NEW YORK — The FBI carried out “court-authorized law enforcement activity” on Thursday at the Bronx address of Mayor Adams’ aide Winnie Greco, a law enforcement source confirmed to the New York Daily News.

Greco, Adams’ director of Asian Affairs, is already the subject of a city Department of Investigation probe examining whether she attempted to milk perks out of her government job, but it was not immediately clear if the FBI’s raid Thursday is related to that investigation.

The law enforcement source who spoke to the Daily News declined to comment when asked if a search warrant had been executed at Greco’s address.

The raid at Gillespie Avenue, first reported by News12 The Bronx, involved blocking off a Bronx intersection and multiple government vehicles and agents, according to that outlet. Video posted by Fox News showed federal agents entering the Pelham Bay premises repeatedly.

Late last year, the news outlet The City first reported Greco was being probed by the city's Department of Investigation based on a referral from the mayor’s office, but a DOI spokesperson would not divulge what that investigation’s focus was at the time. A spokesperson for that agency also declined comment Thursday.

The DOI probe came on the heels of The City’s reporting that Greco asked a volunteer for Adams’ 2021 mayoral campaign to renovate her Bronx home for free before getting a job in the Adams administration.

That outlet also reported that after that campaign volunteer was hired by the city, Greco continued to demand he perform work on her home while on the city’s time.

When asked about the fed’s activity at Greco’s address, Adams’ spokesman Fabien Levy said that “our administration will always follow the law.”

“We always expect all our employees to adhere to the strictest ethical guidelines. As we have repeatedly said, we don’t comment on matters that are under review, but will fully cooperate with any review underway,” Levy added. “The mayor has not been accused of any wrongdoing.”

Property records show Greco bought the one-family home in Pelham Bay for $850,000 this past Oct. 16. She holds a $680,000 mortgage on the property, records show.

Greco reportedly earns $100,000 annually in her city job.

In paperwork for the mortgage, Greco identified herself as residing at another one-family home just across the street from her other property. Property records show Greco owns the property with Nickolas Greco, her husband.

It’s unclear which of the two buildings Greco permanently resides in.

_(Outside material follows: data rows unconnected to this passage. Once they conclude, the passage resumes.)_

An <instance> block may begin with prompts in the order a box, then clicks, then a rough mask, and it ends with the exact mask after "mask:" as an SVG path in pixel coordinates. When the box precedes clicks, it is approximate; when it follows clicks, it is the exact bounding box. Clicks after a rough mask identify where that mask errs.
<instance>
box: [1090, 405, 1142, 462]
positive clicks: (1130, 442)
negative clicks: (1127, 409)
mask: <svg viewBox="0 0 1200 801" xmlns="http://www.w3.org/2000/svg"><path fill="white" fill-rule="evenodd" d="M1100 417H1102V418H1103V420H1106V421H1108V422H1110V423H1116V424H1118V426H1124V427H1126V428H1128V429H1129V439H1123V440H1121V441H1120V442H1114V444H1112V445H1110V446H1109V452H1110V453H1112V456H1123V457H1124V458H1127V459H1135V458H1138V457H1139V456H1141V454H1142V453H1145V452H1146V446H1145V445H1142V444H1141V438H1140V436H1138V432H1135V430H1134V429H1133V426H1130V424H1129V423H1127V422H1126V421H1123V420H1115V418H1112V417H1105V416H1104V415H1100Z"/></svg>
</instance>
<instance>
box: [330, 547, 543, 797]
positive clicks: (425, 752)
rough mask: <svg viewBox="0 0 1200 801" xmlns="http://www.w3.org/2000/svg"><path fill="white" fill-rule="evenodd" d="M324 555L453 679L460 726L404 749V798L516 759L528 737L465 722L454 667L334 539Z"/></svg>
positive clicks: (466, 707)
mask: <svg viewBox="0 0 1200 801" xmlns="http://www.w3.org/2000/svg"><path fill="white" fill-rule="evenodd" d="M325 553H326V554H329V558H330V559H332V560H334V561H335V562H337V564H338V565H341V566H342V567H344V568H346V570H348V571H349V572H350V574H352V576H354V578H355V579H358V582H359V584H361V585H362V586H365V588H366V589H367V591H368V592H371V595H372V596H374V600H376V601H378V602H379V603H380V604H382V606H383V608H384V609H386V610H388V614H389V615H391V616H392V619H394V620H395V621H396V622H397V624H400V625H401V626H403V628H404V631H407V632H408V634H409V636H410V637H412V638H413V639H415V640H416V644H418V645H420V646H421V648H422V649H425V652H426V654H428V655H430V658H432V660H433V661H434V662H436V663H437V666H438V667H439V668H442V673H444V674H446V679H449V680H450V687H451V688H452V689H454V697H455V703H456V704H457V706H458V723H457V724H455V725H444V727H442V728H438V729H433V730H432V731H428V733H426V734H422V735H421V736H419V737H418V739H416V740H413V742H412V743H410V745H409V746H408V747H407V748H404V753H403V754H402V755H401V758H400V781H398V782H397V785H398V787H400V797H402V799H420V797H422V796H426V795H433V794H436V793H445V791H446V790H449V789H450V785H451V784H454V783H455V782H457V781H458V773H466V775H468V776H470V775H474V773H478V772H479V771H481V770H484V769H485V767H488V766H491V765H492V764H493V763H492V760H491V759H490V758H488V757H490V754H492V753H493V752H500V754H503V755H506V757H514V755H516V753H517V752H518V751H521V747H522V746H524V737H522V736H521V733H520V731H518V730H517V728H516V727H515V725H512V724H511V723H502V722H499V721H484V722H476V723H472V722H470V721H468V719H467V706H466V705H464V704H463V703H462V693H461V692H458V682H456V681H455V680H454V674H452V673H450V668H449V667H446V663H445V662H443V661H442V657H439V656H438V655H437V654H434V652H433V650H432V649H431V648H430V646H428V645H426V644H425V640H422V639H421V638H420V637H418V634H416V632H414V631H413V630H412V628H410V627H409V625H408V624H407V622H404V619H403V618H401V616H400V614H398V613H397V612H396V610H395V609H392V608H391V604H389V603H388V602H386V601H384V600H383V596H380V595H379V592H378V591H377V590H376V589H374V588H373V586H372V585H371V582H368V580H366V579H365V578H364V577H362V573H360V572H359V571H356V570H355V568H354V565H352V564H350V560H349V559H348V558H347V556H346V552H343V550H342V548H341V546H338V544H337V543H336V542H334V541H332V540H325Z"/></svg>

The feds’ interest in Greco comes as the mayor himself faces a federal probe into his ties to Turkey. As part of that investigation, the FBI raided the homes of Brianna Suggs, a top fundraiser for Adams, and City Hall staffer Rana Abbasova. The FBI also seized the mayor’s electronic devices as part of their investigation.

It’s unclear whether the raid in the Bronx is tied to that probe into foreign involvement in local politics.

Records show that Greco likely had her own connections to a foreign government.

It first emerged last year that Greco served as a consultant to multiple local Chinese interest groups that receive funding from Beijing’s Communist government. And in a previously unknown wrinkle, Greco also identified herself in a 2014 letter reviewed by the Daily News as the CEO of the New York Sino Agricultural Organization, a Chinese investment group.

Under Greco’s leadership, the Sino organization was in talks in the mid-2010s with the upstate municipality of Warwick about purchasing the shuttered Mid-Orange Correctional Facility in hopes of turning it into a “agricultural education center,” according to a lawsuit filed in Orange County Supreme Court in 2021.

In 2013, Warwick Town Supervisor Mike Sweeton told the Times Herald-Record that the Chinese government was actually behind the bid to buy the old prison. Citing Sweeton, the local newspaper reported at the time that China’s government was hoping to turn the closed prison into “an agricultural university or a vocational school, where they can learn about American agricultural technology.”

Sino’s bid to buy the old prison ultimately never came to fruition.

An Adams administration official confirmed that Greco has been placed on leave, but would not say whether or not she’s still drawing a salary while away from her post. The official noted that the mayor’s office hasn’t been contacted by either the FBI or federal prosecutors about the matter.